Governance & Risk Management , Patch Management , Video
How to Mitigate Downgrade Attacks Against Windows Systems
SafeBreach's Alon Leviev on How Organizations Can Reduce the Likelihood of ExploitsOperating system downgrade attacks expose organizations to significant risk by helping attackers exploit vulnerabilities in older versions of Windows software, according to SafeBreach security researcher Alon Leviev.
Windows allows for downgrades of components such as boot managers. That allows attackers to exploit previously patched vulnerabilities, undermining system integrity. Although Microsoft has rolled out mitigations, Leviev recommends that organizations monitor trusted installer actions and consider implementing versioning checks to prevent unauthorized downgrades (see: Undetectable Backdoor Disguises as Windows Update).

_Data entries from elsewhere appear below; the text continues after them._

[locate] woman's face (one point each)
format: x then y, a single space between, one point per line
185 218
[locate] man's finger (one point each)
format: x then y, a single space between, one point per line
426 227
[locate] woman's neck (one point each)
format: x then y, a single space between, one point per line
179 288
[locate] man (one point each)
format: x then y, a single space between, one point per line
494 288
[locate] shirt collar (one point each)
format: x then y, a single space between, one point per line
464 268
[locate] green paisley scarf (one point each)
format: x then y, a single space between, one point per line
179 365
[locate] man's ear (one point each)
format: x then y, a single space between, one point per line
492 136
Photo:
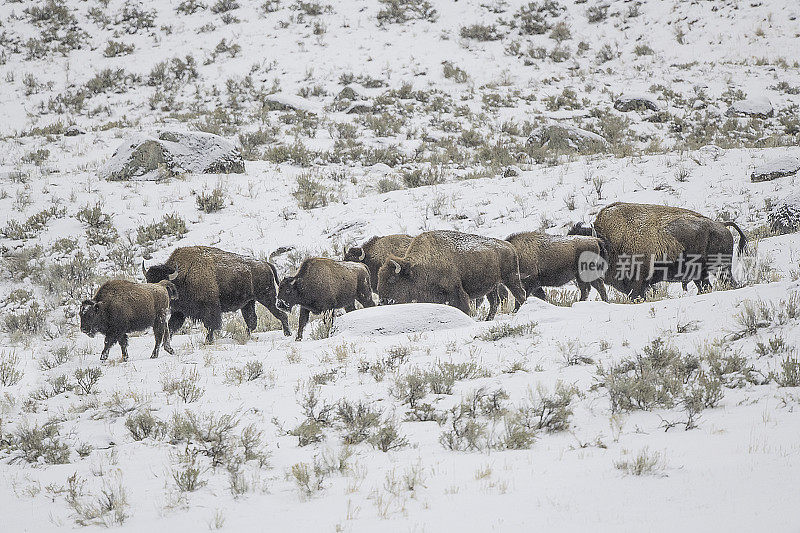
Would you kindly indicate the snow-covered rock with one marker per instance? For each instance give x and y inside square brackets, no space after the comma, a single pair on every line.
[286,101]
[148,157]
[636,102]
[776,168]
[564,136]
[759,106]
[401,318]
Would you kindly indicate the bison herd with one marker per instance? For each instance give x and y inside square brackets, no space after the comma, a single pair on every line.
[445,267]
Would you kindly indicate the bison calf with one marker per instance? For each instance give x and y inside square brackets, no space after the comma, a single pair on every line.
[120,307]
[323,284]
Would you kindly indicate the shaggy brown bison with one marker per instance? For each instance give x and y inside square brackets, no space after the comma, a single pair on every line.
[375,251]
[650,243]
[323,284]
[552,261]
[451,268]
[120,307]
[211,281]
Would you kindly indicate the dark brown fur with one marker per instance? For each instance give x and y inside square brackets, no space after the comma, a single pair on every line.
[120,307]
[375,251]
[211,281]
[323,284]
[449,267]
[656,232]
[552,261]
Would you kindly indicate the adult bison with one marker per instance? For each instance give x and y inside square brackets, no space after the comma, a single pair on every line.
[211,281]
[323,284]
[375,251]
[451,268]
[553,260]
[120,307]
[650,243]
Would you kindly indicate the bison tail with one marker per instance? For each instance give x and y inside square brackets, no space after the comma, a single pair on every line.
[275,275]
[742,237]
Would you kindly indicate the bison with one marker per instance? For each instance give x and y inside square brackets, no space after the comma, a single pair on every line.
[323,284]
[375,251]
[120,307]
[211,281]
[552,261]
[450,267]
[650,243]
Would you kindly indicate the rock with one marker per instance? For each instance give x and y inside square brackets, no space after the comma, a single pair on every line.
[776,168]
[146,157]
[561,137]
[358,108]
[636,102]
[73,131]
[291,102]
[399,319]
[759,107]
[785,216]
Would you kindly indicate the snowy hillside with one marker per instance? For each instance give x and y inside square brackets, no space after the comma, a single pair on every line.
[332,122]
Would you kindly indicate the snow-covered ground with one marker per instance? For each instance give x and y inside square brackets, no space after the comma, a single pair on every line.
[508,425]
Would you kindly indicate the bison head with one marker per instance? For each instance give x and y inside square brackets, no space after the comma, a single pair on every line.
[288,293]
[90,317]
[157,273]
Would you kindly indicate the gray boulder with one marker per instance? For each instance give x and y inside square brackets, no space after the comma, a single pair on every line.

"The fact that you can revert to an old and vulnerable version of the software and then exploit old vulnerabilities which seem to have been fixed in the core machine that you're running on was very fascinating to me," Leviev said.

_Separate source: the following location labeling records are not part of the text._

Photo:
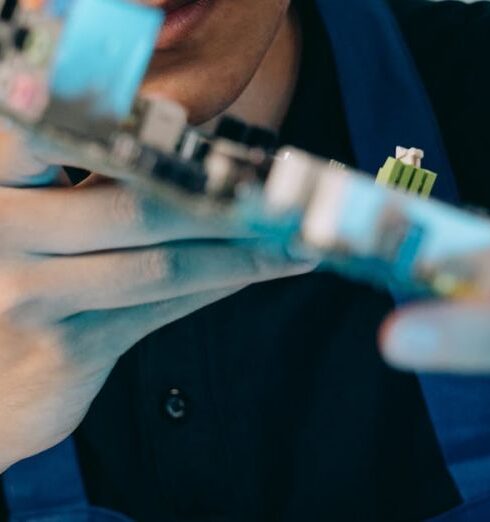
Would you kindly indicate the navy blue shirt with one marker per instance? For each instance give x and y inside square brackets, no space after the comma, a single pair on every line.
[274,404]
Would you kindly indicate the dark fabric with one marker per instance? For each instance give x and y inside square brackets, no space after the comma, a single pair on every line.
[290,413]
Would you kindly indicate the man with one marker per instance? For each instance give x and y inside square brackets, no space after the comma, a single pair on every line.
[271,404]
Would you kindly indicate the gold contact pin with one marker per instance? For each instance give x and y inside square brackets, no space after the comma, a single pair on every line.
[404,172]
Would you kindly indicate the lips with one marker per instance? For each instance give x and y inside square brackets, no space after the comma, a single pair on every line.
[183,18]
[168,5]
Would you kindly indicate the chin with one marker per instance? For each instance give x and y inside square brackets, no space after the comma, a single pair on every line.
[202,96]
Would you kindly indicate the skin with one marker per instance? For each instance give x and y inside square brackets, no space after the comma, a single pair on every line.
[87,271]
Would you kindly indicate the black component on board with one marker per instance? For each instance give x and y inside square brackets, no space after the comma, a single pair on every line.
[8,9]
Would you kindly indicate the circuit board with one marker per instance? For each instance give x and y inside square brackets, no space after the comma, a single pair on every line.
[77,98]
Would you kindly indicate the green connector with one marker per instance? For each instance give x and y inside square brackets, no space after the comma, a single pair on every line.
[408,178]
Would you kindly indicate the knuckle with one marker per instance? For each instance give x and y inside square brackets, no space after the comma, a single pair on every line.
[163,265]
[139,211]
[126,207]
[13,290]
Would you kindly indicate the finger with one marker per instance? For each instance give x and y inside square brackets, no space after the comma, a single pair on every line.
[19,167]
[93,217]
[91,335]
[63,286]
[443,337]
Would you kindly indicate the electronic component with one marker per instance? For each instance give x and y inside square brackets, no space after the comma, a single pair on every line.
[68,81]
[405,172]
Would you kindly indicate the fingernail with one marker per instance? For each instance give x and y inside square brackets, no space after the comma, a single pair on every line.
[412,343]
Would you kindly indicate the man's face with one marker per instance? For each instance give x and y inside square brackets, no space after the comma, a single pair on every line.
[210,50]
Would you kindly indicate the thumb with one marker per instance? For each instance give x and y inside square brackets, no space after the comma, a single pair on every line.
[443,337]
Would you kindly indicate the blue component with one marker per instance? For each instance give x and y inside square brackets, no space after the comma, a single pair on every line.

In this video interview with Information Security Media Group at Black Hat 2024, Leviev also discussed:
- The mechanics of downgrade attacks and their implications for Windows defenders;
- How attackers manipulate Windows Update processes to downgrade critical components;
- The importance of securing Windows design flaws and monitoring the update process.
Leviev is a self-taught security researcher with a diverse background. He started his professional career as a blue team operator, focusing on the defensive side of cybersecurity. His main focus includes operating system internals, reverse engineering and vulnerability research. Before entering cyber, he was a professional jiujitsu athlete in Brazil and won several world and European titles.